Es un título que la mayoría conoce, pero no está de más contar a trazo grueso su argumento. Luego desgrano alguna de las cosas que me han removido. La historia está ambientada en una ciudad industrial del sur de EEUU (¿quizá en el estado de Georgia?), a finales de los años 30. Tenemos por tanto segregación racial, clasismo, pobreza a raudales y otoños calurosos. John Singer y Spiros Antonapoulos son sordomudos y amigos inseparables. Componen una pareja de contrastes, ya que Singer es estoico y centrado, mientras Antonapoulos es perezoso y glotón. Sin embargo, ellos se complementan y conviven felices, aislados del mundo pero aferrándose a ese hilo que su lenguaje de signos y complicidad mantiene tenso y firme.                                                        

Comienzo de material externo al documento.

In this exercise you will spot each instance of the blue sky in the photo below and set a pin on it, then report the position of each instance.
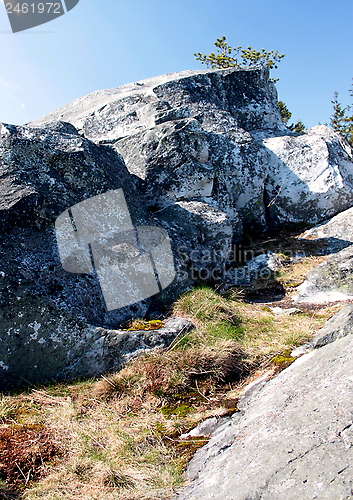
(105, 44)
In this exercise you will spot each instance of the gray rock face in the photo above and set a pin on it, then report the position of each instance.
(293, 439)
(338, 231)
(54, 324)
(330, 281)
(315, 178)
(187, 151)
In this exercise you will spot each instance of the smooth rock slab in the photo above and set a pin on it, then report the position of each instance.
(293, 440)
(331, 281)
(338, 231)
(340, 325)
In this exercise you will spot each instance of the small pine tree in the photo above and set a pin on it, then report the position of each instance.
(338, 118)
(286, 115)
(235, 57)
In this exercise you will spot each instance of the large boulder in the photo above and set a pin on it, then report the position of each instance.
(292, 440)
(217, 137)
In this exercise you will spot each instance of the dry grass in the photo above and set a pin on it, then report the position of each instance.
(119, 436)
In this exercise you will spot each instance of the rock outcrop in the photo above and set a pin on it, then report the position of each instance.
(203, 155)
(331, 281)
(336, 232)
(292, 440)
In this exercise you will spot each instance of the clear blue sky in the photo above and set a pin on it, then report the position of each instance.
(104, 44)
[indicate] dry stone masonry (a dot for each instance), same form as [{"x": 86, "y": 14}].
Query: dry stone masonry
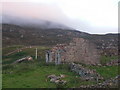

Todo cambia cuando Antonapoulos pierde la cabeza y es confinado en una institución mental. Singer, perdido su único amigo, alquila una habitación y en torno a su silente quietud convergen varios personajes atormentados, cada cual más variopinto. Mick Kelly, una adolescente que sueña con convertirse en pianista; Jack Blount, un agitador político que entra y sale de las brumas del alcoholismo, desquiciado porque sus ideas caen en saco roto. El doctor negro Benedict Copeland, varado en tierra de nadie por su educación, insólita entre los de su raza y sus ideas redentoras que caen, como en el caso de Blount, aunque por diferentes motivos, en terreno baldío. El cuarto satélite que orbita en torno a Singer es Biff Brannon, el dueño de la taberna donde Singer acude cada día a almorzar. Brannon es un observador inteligente, pero tiene un vacío secreto, un amor paternal que al morir su mujer se torna irrealizable.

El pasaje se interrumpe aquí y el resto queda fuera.